Da gespannte Systeme auf Ausgleich drängen, kommt es bei Vorliegen von Hindernissen auf das ursprüngliche Ziel hin unter bestimmten Bedingungen zu Ersatzhandlungen (Ovsiankina 1928). Wesentlich ist dabei nicht die äußere Ähnlichkeit mit der ursprünglichen Handlung, sondern deren Verwandtschaft zum inneren Handlungsziel der Person (Lissner 1933). Der Ersatzwert einer Ersatzhandlung und damit auch deren Eignung, das System in Spannung zur Entladung zu bringen, steigt mit deren Schwierigkeits- und Realitätsgrad; etwas, das auch in Hinblick auf sinnvolle psychotherapeutische Vorgehensweisen von Bedeutung ist (vgl. Lindorfer, Stemberger 2012). Konkretes Verhalten, ob eine Vornahme ausgeführt wird oder nicht, hängt also weniger von der Intensität des Vorsatzes (von der „Stärke des Vornahmeaktes“), denn vom Ausmaß der damit verbundenen seelischen Spannung ab.

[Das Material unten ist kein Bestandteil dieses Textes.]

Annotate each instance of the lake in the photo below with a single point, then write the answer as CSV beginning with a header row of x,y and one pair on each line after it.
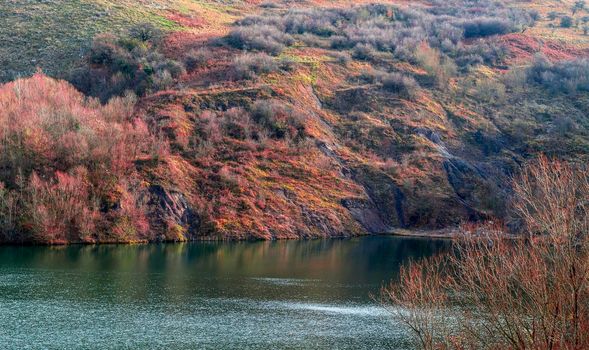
x,y
260,295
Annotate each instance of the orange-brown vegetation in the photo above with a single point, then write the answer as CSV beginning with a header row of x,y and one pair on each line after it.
x,y
68,165
494,292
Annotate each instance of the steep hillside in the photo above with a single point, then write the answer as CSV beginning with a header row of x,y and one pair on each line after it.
x,y
305,119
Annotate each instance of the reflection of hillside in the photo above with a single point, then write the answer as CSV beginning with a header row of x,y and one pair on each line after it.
x,y
178,273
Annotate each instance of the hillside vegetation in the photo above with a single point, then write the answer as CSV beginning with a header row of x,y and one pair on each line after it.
x,y
217,120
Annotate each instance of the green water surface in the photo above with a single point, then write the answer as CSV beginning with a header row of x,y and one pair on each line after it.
x,y
263,295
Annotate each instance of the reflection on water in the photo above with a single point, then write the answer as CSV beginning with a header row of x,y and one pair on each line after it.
x,y
294,294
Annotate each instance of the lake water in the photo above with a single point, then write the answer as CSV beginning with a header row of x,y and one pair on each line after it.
x,y
262,295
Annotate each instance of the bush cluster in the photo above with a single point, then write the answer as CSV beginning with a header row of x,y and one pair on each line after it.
x,y
131,62
67,165
372,28
564,76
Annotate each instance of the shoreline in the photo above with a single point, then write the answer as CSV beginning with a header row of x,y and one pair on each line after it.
x,y
447,233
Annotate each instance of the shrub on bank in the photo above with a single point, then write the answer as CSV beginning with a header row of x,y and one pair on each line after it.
x,y
66,162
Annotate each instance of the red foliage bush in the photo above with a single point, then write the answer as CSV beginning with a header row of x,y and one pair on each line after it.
x,y
63,160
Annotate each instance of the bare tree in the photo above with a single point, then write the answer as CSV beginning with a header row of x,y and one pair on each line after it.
x,y
493,291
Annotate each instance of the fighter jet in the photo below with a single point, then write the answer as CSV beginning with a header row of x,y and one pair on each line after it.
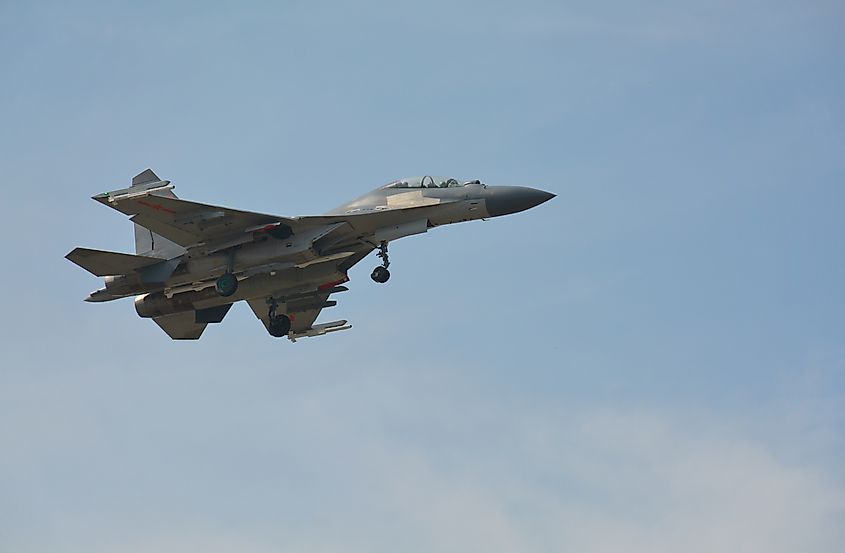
x,y
192,261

Eigene und induzierte Bedürfnisse

Hinsichtlich Art und Anzahl möglicher menschlicher Bedürfnisse ist Kurt Lewins Theorie offen. Die Bedürfnisse der Person sind in seiner Theorie nicht vorab festgelegt. Sie entstehen und wandeln sich das ganze Leben über. Eine besondere Rolle kommt dabei nach Lewin (1963/2012, 322) aber sozialen Beziehungen und Faktoren zu. Er verweist auf drei Möglichkeiten, wie Bedürfnisse aus sozialen Beziehungen resultieren können:

  1. aus einer altruistischen Motivation (eine bestimmte Handlung wird zum Nutzen einer anderen Person ausgeführt),
  2. können Bedürfnisse durch das Machtfeld einer anderen Person oder Gruppe induziert werden (z.B. will ein Elternteil, dass das Kind seine Hausaufgaben macht; der Partner will, dass ich einen bestimmten Kleidungsstil pflege,… ) oder entstehen
  3. durch die Zugehörigkeit zu einer Gruppe und den damit einhergehenden Wunsch, ihre Ziele zu teilen und zu befolgen.

Alle drei sind eng miteinander verwoben.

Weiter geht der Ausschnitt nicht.